WASHINGTON – The Bush administration wants to allow ocean farming for shellfish, salmon and saltwater species in federal waters for the first time, hoping to grab a greater share of the $70 billion aquaculture market.
A plan being announced today by Commerce Secretary Carlos Gutierrez would let companies operate fish farms three miles to 200 miles offshore, but without some of the rules on size, season and harvest methods that apply to other commercial fishermen.
Fish farms already operate on inland and coastal waters as far as three miles into the ocean, which fall under state jurisdiction.
Environmental concerns have arisen about wastewater generated by such operations. Gutierrez, however, said the administration’s proposal had safeguards and would permit states to ban fish farming up to 12 miles off their coast.
‘We believe we can do it in a way that is environmentally sound, that makes sense for our economy. And given that we are importing so much farm-raised fish, we might as well do it ourselves,” Gutierrez said.

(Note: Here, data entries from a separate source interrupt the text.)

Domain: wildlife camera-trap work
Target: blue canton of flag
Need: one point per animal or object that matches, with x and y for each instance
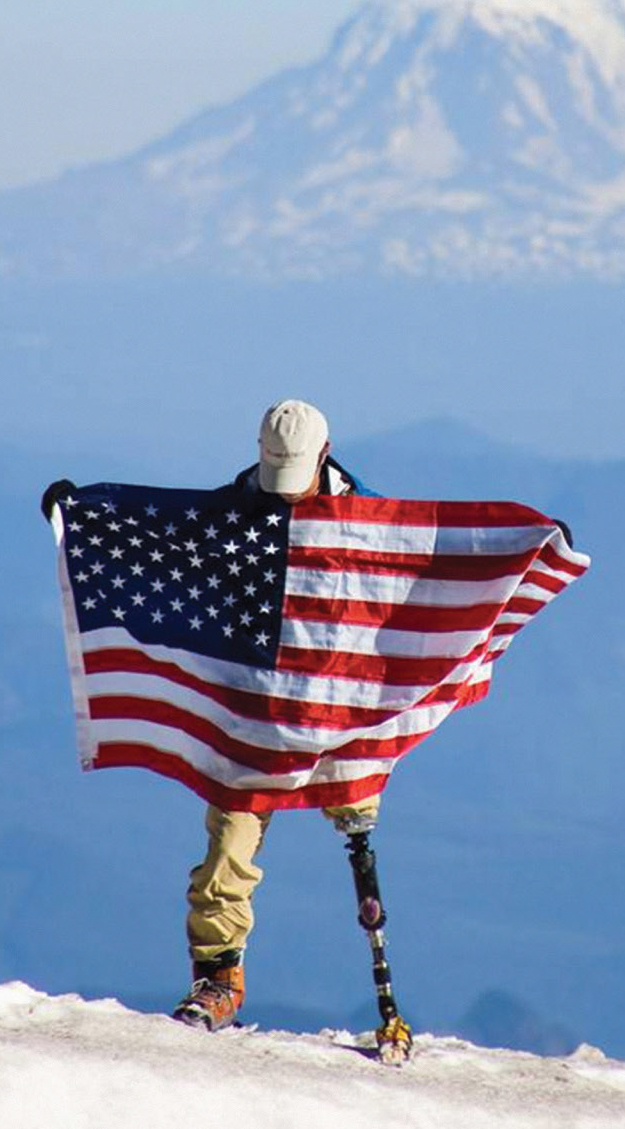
(201, 571)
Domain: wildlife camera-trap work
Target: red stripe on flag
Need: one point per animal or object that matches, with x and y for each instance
(129, 754)
(419, 514)
(416, 566)
(417, 618)
(263, 760)
(245, 703)
(388, 670)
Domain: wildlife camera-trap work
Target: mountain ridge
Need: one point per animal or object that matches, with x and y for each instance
(454, 138)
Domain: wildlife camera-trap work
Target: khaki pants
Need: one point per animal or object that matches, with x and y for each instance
(220, 893)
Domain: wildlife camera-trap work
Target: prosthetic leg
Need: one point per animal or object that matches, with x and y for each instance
(394, 1035)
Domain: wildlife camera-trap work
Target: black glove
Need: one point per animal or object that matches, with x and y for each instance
(54, 491)
(566, 532)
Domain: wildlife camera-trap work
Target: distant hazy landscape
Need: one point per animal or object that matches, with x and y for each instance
(126, 357)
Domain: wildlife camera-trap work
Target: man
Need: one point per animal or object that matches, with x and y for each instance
(295, 463)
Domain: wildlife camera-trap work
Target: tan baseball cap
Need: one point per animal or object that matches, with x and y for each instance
(292, 436)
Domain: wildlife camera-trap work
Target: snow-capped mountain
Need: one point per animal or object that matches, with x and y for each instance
(449, 137)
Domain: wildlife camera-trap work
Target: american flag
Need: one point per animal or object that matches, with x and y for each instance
(273, 656)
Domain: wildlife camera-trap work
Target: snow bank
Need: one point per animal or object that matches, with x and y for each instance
(67, 1064)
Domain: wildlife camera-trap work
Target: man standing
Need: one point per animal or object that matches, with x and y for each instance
(295, 463)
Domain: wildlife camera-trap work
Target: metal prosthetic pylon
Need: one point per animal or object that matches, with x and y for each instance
(394, 1035)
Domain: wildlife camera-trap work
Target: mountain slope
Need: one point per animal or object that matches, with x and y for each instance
(461, 138)
(64, 1062)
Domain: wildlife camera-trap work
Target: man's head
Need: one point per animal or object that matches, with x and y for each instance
(293, 445)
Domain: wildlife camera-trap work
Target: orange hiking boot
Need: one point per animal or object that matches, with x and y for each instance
(213, 999)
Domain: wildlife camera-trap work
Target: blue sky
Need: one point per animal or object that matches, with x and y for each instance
(82, 80)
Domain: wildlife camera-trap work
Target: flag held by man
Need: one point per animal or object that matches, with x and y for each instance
(273, 656)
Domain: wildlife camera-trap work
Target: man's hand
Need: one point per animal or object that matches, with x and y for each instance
(54, 491)
(566, 532)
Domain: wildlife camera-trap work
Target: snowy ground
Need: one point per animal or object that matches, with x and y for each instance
(67, 1064)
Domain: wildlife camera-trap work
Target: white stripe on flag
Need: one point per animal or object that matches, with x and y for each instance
(385, 641)
(230, 773)
(397, 589)
(278, 737)
(287, 684)
(416, 540)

The plan, to be presented at the International Boston Seafood Show, would help the $1 billion U.S. aquaculture industry roughly double over the next few decades, he said.
About 70 percent of all the seafood eaten in the United States comes from overseas, contributing “a trade deficit of about $9 billion in fish,” Gutierrez said. Almost half is farm-raised.
Farming of saltwater species such as salmon and shrimp is common in countries such as Thailand, Canada, China and Scotland.
Until now, the U.S. industry has focused mainly on catfish, tilapia and other freshwater fish. Some ocean farms raise shellfish such as mussels, clams and oysters, as well as shrimp and salmon.
Some marine experts, however, say fish farming adds to overfishing because most farms involve carnivorous fish that are fed more fish protein than the farms produce. They say the farms release pesticides, antibiotics and other chemicals, and cause genetic contamination of wild fish.
“The growth of aquaculture is questionable, as we are using the wild fish to grind up to feed the farmed fish,” said Charles Clover, author of “The End Of The Line,” a book on overfishing.